Arancia meccanica - Capolavoro


Arancia meccanica è un film del 1971 diretto da Stanley Kubrick, e tratto dall’omonimo romanzo. Anthony Burgess, scrisse il libro nel 1962, fuori di sé dopo lo stupro subito dalla moglie, conferendo così all’opera una forte valenza catartica. Presentato alla Mostra del Cinema di Venezia, fu aspramente attaccato da stampa e politica, che gridarono alla censura, mentre in Inghilterra, per volontà dello stesso regista, venne addirittura proibito, fino alla sua morte nel 1999: ma la circolazione di copie pirata ne alimentò il mito. Storia: Alex Delarge (Malcom McDowell), è una giovane “faccia da schiaffi” che insieme alla sua banda di amici, chiamati “i drughi”, di notte si dedica a rapine, stupri e a picchiare i barboni. Arrestato e messo in prigione, è sottoposto a un trattamento d’urto per renderlo inoffensivo. Una volta uscito, lui sarà cambiato…ma il mondo no, e a vincere sarà sempre, e purtroppo, la legge del più forte. Da notare che in questo potenziale futuro distopico, i problemi sono gli stessi di oggi: la violenza (ora cyber) giovanile, l’assenza genitoriale, l’omologazione sociale e intellettuale. Il personaggio principale però non è aggressivo perché povero, ignorante ed emarginato, ascolta Beethoven e frequenta i locali più alla moda come l’upper-class; forse è proprio questo ad aver disturbato il pubblico dell’epoca. Il fatto di associare poesia e bassi istinti, elementi artistici “alti”, come la musica classica di Rossini o dei migliori musical, a scene di brutale “ultraviolenza”, sconvolse le platee. Inoltre, Kubrick non prende mai posizione, e il suo sguardo non giudica nemmeno le scene più forti, anzi ci spiega che il protagonista è la vittima di un sistema, più interessato a salvarsi la faccia.

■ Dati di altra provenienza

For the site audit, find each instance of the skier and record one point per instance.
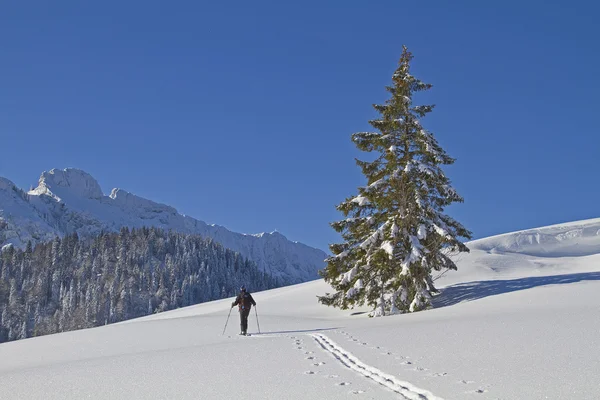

Alex è trasformato in un vegetale-macchina, appunto un arancia meccanica, che verrà esibita su un palcoscenico teatrale come nella prima scena di violenza dei Drughi, a sottolineare l’inutilità e circolarità del percorso. La cura inflitta a Delarge è più focalizzata sui suoi occhi, che sulla sua mente, non a caso si conclude con un tentato “zoom-suicidio” in soggettiva. Lo Stato spende quindi per alterare la visione a favore delle autorità e non del benessere psico-fisico. Le istituzioni sociali ne escono a pezzi, anche perché commettono l’errore di voler reprimere la natura dell’uomo, anziché guidarla. Nella seconda parte religione, scienza, politica e polizia detengono, e si rubano “il Potere”, imponendolo e soffocando così il libero arbitrio, ma mentre la loro crudeltà rimane invisibile, quella di Alex è  palese; esplicativa, in tal senso, la scena in cui afferra e sposta la visuale della m.d.p./pubblico, obbligandoci, con un memorabile grandangolo, a cambiare prospettiva, a guardare oltre. L’occhio del delinquente fotografa una realtà alterata, che lui crede di dominare, mettendosi al centro dell’inquadratura, o anche rallentando e velocizzando le esplicite scene di sesso. Indimenticabile l’iniziale carrellata indietro nel Korova Milk Bar, che partendo dal bulbo oculare feticcio, trasmette la sensazione che lo spazio filmico voglia invader il reale, e Alex proiettare il suo mondo interiore. Un’opera radicale, estrema, disturbante, esagerata nella forma e nel linguaggio, talmente colorata da dipingere un’umanità kitsch e decadente. Forse anche per questo, ancor oggi è un cult epocale e imprescindibile.